Help: Data Analysis - Upload your own data

  1. Chose the type of analysis you want to perform from the Data Analysis menu (Pathway, Gene Ontology, Network, Interactor, TFBS , eQTL ) and select a file to upload by clicking on the "Upload File" button - upload a tab-delimited file of protein/gene identifiers or accession numbers (human, murine or bovine gene/protein identifiers only).
    Alternatively, click on the "Web Form" button and paste your tab-delimited data in the text box (max. 1000 lines)

    Note: There should be only one accession number per row. Probes that map to multiple genes should be removed.

    Accession numbers from the following databases are currently accepted:
    • Ensembl
    • RefSeq
    • Entrez
    • UniProt
    • InnateDB/AAP (gene IDs only)
    For eQTL analyses, you can also upload a list of SNPs using dbSNP identifiers.
    We strongly recommend to use Ensembl identifiers since they have a one-to-one mapping to InnateDB/AAP gene identifiers.
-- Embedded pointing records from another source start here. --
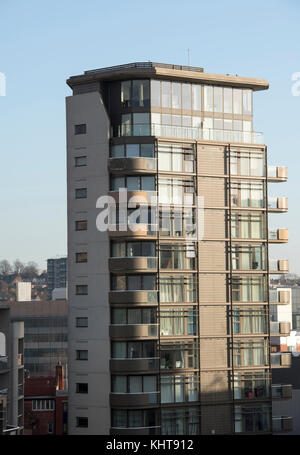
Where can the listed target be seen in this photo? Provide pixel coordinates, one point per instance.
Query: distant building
(45, 335)
(11, 373)
(23, 291)
(56, 274)
(46, 405)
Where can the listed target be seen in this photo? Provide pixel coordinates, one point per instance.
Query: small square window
(80, 129)
(81, 225)
(81, 193)
(82, 387)
(82, 289)
(82, 354)
(81, 257)
(82, 422)
(82, 322)
(80, 161)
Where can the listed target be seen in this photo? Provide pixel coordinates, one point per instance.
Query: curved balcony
(277, 204)
(280, 266)
(140, 296)
(140, 197)
(132, 165)
(278, 235)
(133, 264)
(280, 328)
(134, 399)
(134, 365)
(282, 391)
(280, 297)
(136, 231)
(277, 174)
(133, 331)
(135, 431)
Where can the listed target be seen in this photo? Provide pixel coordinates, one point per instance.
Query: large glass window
(140, 93)
(177, 288)
(178, 355)
(178, 321)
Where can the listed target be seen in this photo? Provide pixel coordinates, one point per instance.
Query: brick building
(45, 405)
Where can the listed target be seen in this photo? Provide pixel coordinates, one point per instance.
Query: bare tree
(5, 268)
(18, 267)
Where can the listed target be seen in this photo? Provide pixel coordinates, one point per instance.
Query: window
(43, 405)
(81, 225)
(81, 257)
(133, 183)
(81, 193)
(80, 161)
(133, 349)
(82, 322)
(82, 355)
(133, 316)
(81, 289)
(80, 129)
(82, 422)
(82, 387)
(133, 282)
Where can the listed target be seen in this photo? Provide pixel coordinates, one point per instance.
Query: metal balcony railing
(185, 132)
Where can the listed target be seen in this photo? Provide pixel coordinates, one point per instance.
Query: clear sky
(44, 42)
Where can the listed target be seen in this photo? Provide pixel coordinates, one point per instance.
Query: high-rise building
(168, 297)
(11, 373)
(56, 274)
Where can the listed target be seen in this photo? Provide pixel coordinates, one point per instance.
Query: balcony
(139, 296)
(181, 132)
(136, 231)
(281, 360)
(3, 364)
(120, 431)
(282, 391)
(280, 297)
(132, 165)
(134, 331)
(136, 264)
(278, 266)
(278, 235)
(282, 424)
(134, 399)
(134, 365)
(277, 174)
(277, 204)
(280, 328)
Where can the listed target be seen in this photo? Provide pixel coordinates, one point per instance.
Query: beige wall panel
(212, 256)
(213, 320)
(213, 353)
(212, 288)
Identifiers which map to multiple genes (e.g. some UniProt identifiers) will be ignored.
  2. Click on the column headers to specify which column in your data file contains the identifiers/accession numbers for each gene (and which database they come from). This is called the "Cross-reference ID".
    You can only specify one cross-reference ID column. Please note that when using identifiers from InnateDB/AAP, only gene IDs are allowed, not interactions IDs!
  3. Specify the Cross-reference database. This is the database where the identifiers in the cross-reference column come from.
  4. If you have included gene expression data - identify which columns contain the gene expression values and their associated p-values.
    You may also identify the column containing the probe IDs if you have included them in your file.
    Including quantitative data such as gene expression data is optional but a very useful way to investigate quantitative data in a pathway and interaction network context and to carry out subsequent analysis such as Pathway Over-representation Analysis. It is used to include gene expression values in your file that are mapped to molecule cross-references.
    Expression values must be in the format where a value of +2 represents a 2 fold increase in expression and a value of -2 a 2 fold decrease in expression.
    You can specify values from up to ten different conditions or time-points. You can also specify a name for each condition.
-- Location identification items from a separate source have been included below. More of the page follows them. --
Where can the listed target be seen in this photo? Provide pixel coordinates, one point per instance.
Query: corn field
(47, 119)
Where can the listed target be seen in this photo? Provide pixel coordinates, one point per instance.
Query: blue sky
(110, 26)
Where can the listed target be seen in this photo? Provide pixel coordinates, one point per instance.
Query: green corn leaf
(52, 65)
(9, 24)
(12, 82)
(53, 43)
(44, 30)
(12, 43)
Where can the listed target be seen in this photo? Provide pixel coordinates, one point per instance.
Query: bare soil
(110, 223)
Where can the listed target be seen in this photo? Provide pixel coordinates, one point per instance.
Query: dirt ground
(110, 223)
Filter the Network Analysis results
You can choose to filter the results by using one of the following methods:

  • Do not filter the results
    This will return all interactions that involve genes/proteins in the uploaded list.
  • Only show interactions between uploaded molecules
    This will ONLY return interactions BETWEEN genes/proteins in the user-uploaded list. i.e. if molecule A interacts with B and C but only A and B are in your file, the interaction between A and C will not appear in the returned results.
    This is very useful to construct a network of interactions only between molecules in the uploaded list (e.g. differentially expressed genes).
  • Filter for interactions in pathway
    This option limits the interactions returned to a particular pathway. You can search for any of the + pathways from all data sources by typing the name of the pathway in the text box and by selecting one of the given choices.
  • Include orthologous interactions
    Checking this box will return interactions that have been inferred via orthology in other species (human, mouse & cow only).
  • Return InnateDB-curated interactions only
    This will limit the results returned to only interactions that have been annotated by the InnateDB curation team.
  • Only return InnateDB-curated interactions relevant to Allergies and Asthma
    This will limit the results returned to only interactions relevant to Allergies and Asthma that have been annotated by the InnateDB curation team.